Why Robert De Niro hate Peter Parker and team before demons stalking!
Thomas Wayne (Brett Cullen) or not, he certainly believes that he is, and when he travels to the luxe family estate to confront young Bruce (Dante Pereira-Olson) from the wrong side of the fence, he’s peering into an exclusive kingdom he’s shut out of — one that’s placed in stark contrast to where he’s living, both in terms of its luxury and who resides there. Later, he breaks into the apartment belonging to Sophie (Zazie Beetz), the neighbor he’s been stalking, and, whether he understands it as such or not, it comes off as an assertion of just whose spaces he feels he can help himself to.
Other times, Joker floats the possibility that it’s primarily about a man with mental illness who’s fallen through the cracks, though it’s equally cagey about how earnest a depiction it’s supposed to be. “What do you get when you cross a mentally ill loner with a society that abandons him and treats him like trash?” Arthur asks Murray Franklin (Robert De Niro), a joke formatted as a possible explanation for his actions and also a reflection of the way the film toggles between treating him as a product of circumstances beyond his control and as a self-pitying font of resentment. The movie is careful not to directly equate mental illness with violence — as Brian Tyree Henry’s file clerk character points out, the majority of the patients in Arkham aren’t there because they committed crimes. But it also has a queasy tendency to treat its main character’s mental-health issues as a red herring — the details are kept vague; we never learn his diagnosis, and the doctor at the clinic appears baffled by how many medications he’s on, ones he implies aren’t doing anything. If Arthur does consider himself a product of neglected mental illness, it’s not a perspective that gives him sympathy for his mother — hearing her own history with it doesn’t stop him from smothering her in retaliation for his childhood abuse.

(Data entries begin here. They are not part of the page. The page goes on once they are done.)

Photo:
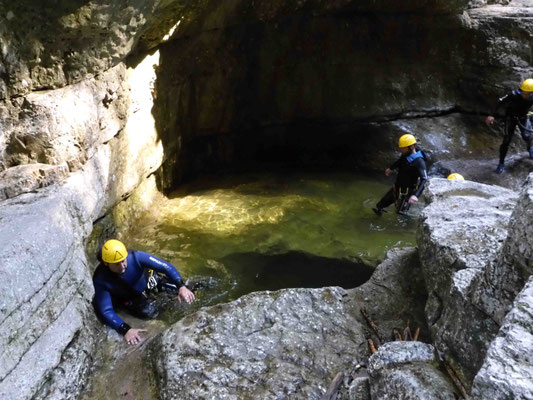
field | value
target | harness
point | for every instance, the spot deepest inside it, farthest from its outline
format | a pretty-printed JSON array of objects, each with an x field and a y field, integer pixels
[{"x": 401, "y": 195}]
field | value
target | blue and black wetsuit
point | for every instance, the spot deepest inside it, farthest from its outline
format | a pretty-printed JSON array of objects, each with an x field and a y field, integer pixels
[
  {"x": 411, "y": 179},
  {"x": 111, "y": 289},
  {"x": 515, "y": 113}
]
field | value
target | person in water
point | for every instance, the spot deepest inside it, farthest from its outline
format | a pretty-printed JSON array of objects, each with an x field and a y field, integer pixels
[
  {"x": 121, "y": 280},
  {"x": 517, "y": 102},
  {"x": 411, "y": 178}
]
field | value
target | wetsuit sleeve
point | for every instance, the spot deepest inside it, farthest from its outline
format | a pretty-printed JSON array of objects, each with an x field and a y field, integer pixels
[
  {"x": 422, "y": 173},
  {"x": 104, "y": 307},
  {"x": 159, "y": 265}
]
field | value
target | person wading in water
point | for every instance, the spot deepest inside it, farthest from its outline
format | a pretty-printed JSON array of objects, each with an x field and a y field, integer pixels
[
  {"x": 517, "y": 102},
  {"x": 123, "y": 278},
  {"x": 411, "y": 178}
]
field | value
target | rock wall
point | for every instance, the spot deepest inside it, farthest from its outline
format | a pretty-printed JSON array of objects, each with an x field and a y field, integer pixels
[
  {"x": 462, "y": 232},
  {"x": 46, "y": 320},
  {"x": 253, "y": 85},
  {"x": 79, "y": 130}
]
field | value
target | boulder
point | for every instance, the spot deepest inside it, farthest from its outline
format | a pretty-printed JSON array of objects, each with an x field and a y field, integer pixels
[
  {"x": 264, "y": 345},
  {"x": 507, "y": 372},
  {"x": 408, "y": 370},
  {"x": 461, "y": 233}
]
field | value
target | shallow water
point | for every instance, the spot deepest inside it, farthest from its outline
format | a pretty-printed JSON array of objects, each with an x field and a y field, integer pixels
[
  {"x": 246, "y": 233},
  {"x": 253, "y": 232}
]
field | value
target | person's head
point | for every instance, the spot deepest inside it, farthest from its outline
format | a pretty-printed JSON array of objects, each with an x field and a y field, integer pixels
[
  {"x": 456, "y": 176},
  {"x": 526, "y": 88},
  {"x": 114, "y": 255},
  {"x": 407, "y": 143}
]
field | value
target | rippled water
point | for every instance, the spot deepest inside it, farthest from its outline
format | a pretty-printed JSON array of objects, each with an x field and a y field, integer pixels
[
  {"x": 265, "y": 232},
  {"x": 241, "y": 234}
]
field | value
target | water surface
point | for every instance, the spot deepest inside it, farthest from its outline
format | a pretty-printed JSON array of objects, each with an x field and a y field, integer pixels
[{"x": 239, "y": 234}]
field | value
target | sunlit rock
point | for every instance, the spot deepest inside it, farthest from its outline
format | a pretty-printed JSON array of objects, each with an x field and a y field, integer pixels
[
  {"x": 407, "y": 370},
  {"x": 264, "y": 345},
  {"x": 460, "y": 236}
]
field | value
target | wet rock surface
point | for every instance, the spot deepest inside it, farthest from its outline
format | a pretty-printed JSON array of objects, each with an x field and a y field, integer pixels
[
  {"x": 68, "y": 155},
  {"x": 408, "y": 370},
  {"x": 461, "y": 233},
  {"x": 289, "y": 343},
  {"x": 507, "y": 372}
]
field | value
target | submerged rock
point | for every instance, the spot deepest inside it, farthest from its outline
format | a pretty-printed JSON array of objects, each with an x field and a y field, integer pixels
[{"x": 287, "y": 344}]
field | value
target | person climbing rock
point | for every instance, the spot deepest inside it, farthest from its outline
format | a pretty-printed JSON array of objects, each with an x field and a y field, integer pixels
[
  {"x": 517, "y": 102},
  {"x": 121, "y": 280},
  {"x": 411, "y": 178}
]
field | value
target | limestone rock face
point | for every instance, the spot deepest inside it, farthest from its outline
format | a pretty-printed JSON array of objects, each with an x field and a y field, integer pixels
[
  {"x": 460, "y": 235},
  {"x": 507, "y": 372},
  {"x": 50, "y": 45},
  {"x": 292, "y": 342},
  {"x": 45, "y": 314},
  {"x": 46, "y": 320},
  {"x": 406, "y": 370}
]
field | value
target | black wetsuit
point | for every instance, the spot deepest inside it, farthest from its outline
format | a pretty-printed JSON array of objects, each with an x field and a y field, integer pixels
[
  {"x": 411, "y": 179},
  {"x": 127, "y": 290},
  {"x": 515, "y": 112}
]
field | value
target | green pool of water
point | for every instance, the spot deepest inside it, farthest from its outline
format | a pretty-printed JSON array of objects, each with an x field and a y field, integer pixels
[{"x": 252, "y": 232}]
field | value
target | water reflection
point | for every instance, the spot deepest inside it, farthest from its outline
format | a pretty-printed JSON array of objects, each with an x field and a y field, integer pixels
[{"x": 260, "y": 232}]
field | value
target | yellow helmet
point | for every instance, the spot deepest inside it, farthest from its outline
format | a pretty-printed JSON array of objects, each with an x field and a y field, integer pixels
[
  {"x": 527, "y": 85},
  {"x": 456, "y": 176},
  {"x": 406, "y": 140},
  {"x": 114, "y": 251}
]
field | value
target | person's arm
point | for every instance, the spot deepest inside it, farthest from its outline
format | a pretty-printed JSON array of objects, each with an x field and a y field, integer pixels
[
  {"x": 104, "y": 306},
  {"x": 159, "y": 265},
  {"x": 501, "y": 101}
]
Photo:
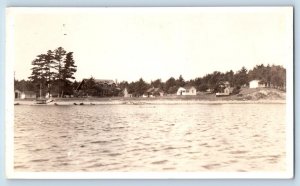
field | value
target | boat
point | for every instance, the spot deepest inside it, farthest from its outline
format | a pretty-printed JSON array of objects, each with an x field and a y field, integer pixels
[{"x": 41, "y": 100}]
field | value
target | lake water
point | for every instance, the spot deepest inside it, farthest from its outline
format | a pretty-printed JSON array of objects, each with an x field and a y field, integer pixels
[{"x": 183, "y": 137}]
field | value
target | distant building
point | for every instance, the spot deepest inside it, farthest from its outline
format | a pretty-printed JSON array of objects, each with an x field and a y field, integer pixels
[
  {"x": 224, "y": 89},
  {"x": 153, "y": 92},
  {"x": 25, "y": 94},
  {"x": 17, "y": 94},
  {"x": 187, "y": 91},
  {"x": 126, "y": 95},
  {"x": 256, "y": 84}
]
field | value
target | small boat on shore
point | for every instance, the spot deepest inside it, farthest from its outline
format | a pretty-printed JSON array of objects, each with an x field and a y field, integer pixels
[{"x": 41, "y": 100}]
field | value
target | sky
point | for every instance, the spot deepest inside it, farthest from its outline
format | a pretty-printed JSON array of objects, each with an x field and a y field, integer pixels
[{"x": 151, "y": 43}]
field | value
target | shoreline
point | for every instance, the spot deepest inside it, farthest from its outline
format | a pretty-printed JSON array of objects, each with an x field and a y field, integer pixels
[{"x": 149, "y": 101}]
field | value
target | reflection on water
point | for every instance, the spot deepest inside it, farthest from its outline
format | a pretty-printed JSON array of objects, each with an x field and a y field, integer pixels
[{"x": 224, "y": 137}]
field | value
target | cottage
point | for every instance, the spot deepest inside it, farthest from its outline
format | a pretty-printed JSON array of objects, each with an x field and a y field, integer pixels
[
  {"x": 187, "y": 91},
  {"x": 126, "y": 94},
  {"x": 224, "y": 89},
  {"x": 256, "y": 84},
  {"x": 18, "y": 94},
  {"x": 153, "y": 92},
  {"x": 25, "y": 94}
]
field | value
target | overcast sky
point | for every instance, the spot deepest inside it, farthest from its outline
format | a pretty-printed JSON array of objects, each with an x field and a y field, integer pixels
[{"x": 129, "y": 43}]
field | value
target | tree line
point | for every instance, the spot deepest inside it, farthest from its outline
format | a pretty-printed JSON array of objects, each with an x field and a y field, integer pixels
[{"x": 52, "y": 73}]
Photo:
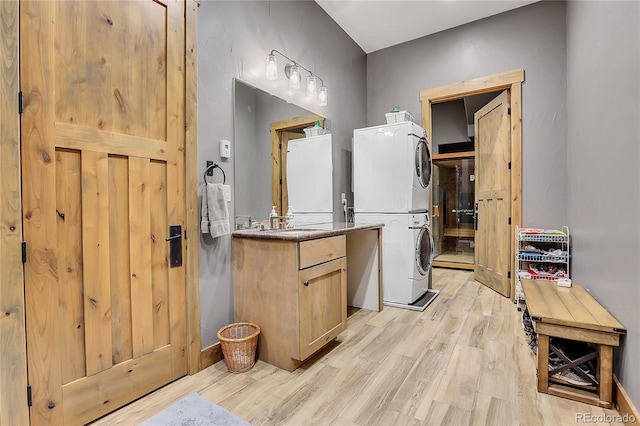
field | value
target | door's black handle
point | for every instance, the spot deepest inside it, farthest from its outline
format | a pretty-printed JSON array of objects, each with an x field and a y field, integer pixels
[
  {"x": 175, "y": 245},
  {"x": 475, "y": 217}
]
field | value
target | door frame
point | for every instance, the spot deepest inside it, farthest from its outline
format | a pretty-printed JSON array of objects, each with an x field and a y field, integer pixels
[
  {"x": 452, "y": 156},
  {"x": 512, "y": 81},
  {"x": 278, "y": 189},
  {"x": 13, "y": 352}
]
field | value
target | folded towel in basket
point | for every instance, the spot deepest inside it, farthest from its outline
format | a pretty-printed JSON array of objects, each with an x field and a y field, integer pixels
[{"x": 215, "y": 213}]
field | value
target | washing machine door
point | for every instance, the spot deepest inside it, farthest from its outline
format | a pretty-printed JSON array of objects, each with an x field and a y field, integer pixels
[
  {"x": 423, "y": 162},
  {"x": 424, "y": 250}
]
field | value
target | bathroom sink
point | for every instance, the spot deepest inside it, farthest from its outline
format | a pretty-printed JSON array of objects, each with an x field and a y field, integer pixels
[{"x": 291, "y": 230}]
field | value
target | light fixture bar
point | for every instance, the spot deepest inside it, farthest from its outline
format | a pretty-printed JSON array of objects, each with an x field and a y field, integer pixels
[{"x": 313, "y": 88}]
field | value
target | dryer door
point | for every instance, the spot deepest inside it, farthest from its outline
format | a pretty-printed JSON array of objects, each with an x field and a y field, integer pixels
[
  {"x": 423, "y": 162},
  {"x": 424, "y": 250}
]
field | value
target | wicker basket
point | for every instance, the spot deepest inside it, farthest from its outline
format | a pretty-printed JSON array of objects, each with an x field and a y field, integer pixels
[{"x": 239, "y": 342}]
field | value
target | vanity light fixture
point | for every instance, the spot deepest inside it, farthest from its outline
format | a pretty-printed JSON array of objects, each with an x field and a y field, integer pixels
[
  {"x": 292, "y": 72},
  {"x": 272, "y": 67},
  {"x": 322, "y": 96}
]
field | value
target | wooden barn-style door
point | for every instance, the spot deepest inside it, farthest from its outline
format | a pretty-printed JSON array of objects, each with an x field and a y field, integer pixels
[{"x": 103, "y": 134}]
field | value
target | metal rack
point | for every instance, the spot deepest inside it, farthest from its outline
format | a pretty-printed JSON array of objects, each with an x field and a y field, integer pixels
[{"x": 550, "y": 253}]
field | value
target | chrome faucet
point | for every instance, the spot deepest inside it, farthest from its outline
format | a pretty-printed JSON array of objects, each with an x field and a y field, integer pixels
[{"x": 277, "y": 222}]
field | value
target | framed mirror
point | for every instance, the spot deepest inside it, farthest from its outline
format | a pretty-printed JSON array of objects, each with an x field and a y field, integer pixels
[{"x": 263, "y": 125}]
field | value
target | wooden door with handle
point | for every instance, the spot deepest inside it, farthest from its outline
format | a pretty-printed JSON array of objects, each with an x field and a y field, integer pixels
[
  {"x": 493, "y": 194},
  {"x": 103, "y": 180}
]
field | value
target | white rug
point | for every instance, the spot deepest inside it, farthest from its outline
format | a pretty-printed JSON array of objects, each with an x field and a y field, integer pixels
[{"x": 194, "y": 410}]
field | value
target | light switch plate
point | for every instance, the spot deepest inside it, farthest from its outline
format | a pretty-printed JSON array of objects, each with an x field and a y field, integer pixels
[{"x": 225, "y": 148}]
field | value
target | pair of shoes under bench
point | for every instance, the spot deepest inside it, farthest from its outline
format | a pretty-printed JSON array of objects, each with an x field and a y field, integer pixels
[{"x": 570, "y": 377}]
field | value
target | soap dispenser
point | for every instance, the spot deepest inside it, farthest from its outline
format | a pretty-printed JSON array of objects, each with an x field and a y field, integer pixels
[{"x": 289, "y": 218}]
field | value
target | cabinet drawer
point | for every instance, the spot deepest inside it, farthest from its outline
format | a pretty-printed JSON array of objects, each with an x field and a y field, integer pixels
[{"x": 322, "y": 250}]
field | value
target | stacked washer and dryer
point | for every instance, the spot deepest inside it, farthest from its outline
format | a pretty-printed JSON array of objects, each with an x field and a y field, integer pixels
[{"x": 391, "y": 185}]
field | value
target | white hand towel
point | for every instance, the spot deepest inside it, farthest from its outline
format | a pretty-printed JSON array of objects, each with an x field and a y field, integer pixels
[{"x": 215, "y": 214}]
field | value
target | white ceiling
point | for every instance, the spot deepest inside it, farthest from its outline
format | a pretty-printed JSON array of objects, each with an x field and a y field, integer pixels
[{"x": 377, "y": 24}]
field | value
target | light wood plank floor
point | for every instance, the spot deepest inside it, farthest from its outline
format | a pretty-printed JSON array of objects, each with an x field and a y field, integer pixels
[{"x": 463, "y": 361}]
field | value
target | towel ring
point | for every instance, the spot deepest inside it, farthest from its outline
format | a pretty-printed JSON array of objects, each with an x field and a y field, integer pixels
[{"x": 215, "y": 166}]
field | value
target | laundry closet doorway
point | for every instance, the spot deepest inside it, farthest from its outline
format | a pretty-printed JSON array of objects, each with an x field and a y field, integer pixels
[{"x": 492, "y": 247}]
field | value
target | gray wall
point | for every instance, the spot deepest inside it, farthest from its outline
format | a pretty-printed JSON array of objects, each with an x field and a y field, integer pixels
[
  {"x": 530, "y": 38},
  {"x": 603, "y": 131},
  {"x": 234, "y": 38}
]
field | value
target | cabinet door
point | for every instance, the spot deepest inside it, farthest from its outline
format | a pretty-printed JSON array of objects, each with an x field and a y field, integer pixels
[{"x": 322, "y": 292}]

As for Sophie, Arthur invents a whole relationship with his neighbor that’s revealed to only exist in his head. Though she’s justifiably frightened in the scene in which this fantasy is revealed to the audience, the movie ducks and weaves around implications that he feels entitled to her company — he just looks lost. Arthur lives with his mom and works at a place where his boss takes the cost of his mugging out of his paycheck. While their lives wouldn’t be described as comfortable, their economic situation doesn’t appear to be an enormous stressor, either, and according to Arthur, he loves his job and is “not political.” It’s the moment when Arthur, with the help of a sneering statement about the poor from his mayoral candidate of a maybe-dad, becomes an accidental inspiration for anti-capitalist riots that the ridiculousness of trying to divine his motivations becomes clear.